Reminded of how the Jayantika discussions emphasized the Chauka , one could clearly see that the half seated posture with knees turned out with legs apart so that the body took almost a square posture, is now in many cases becoming an araimandi like posture of Bharatanatyam. In fact the strongly assertive square posture, with the lyrical tribhangi position as the two main stylistic concerns of the style, for this critic appeared like a constant interaction between contrasting bodily attitudes giving the dance its special flavor and to watch the Kelucharan school of Srjan too without the big plié (Half seated posture with knees bent sideways) was surprising.
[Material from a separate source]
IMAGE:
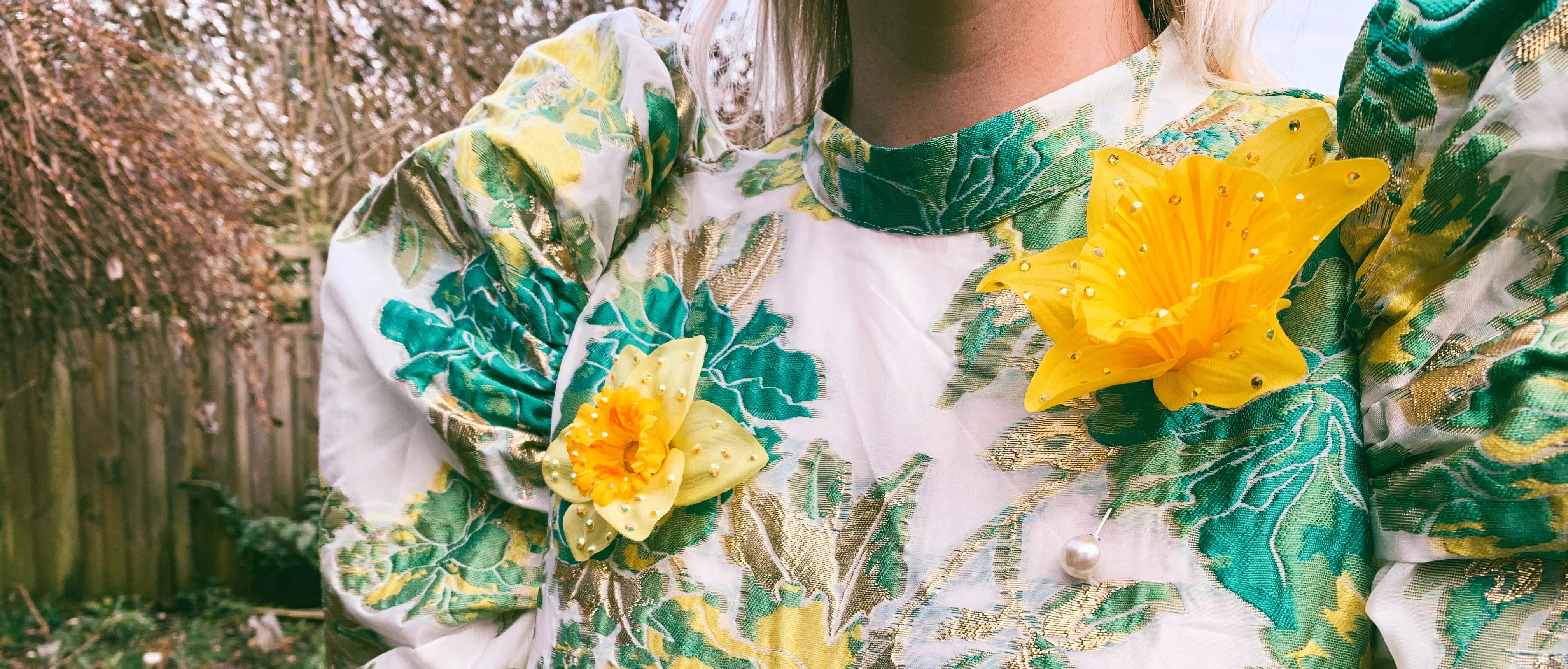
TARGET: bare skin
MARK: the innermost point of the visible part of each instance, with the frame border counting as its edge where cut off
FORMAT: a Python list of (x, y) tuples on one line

But one realizes as one interacts with the dancers that the square half seated posture restricts the ability for quick movement which in today’s performance spaces, becomes necessary. Also many in the past complained that such a broad plié, in course of time led to back problems. “A posture where the legs are not as close as in Bharatanatyam, but more apart – (a kumbha or pot like position) without being a square is what Odissi requires”, one of the competent dancers summed up in an interaction with this writer on this point. In the Debaprasad school the Chauka is still prevalent and this school uses a lot of bhramari, both clockwise and anti – clockwise. A point one frequently noted was how it is the rare dancer who maintains the half-seated position at the same level, while taking a circle. Generally one sees the dancer having the chauka position at start and in the end after completing the circle, with the turning movement taken by an elevated body more in the upright position.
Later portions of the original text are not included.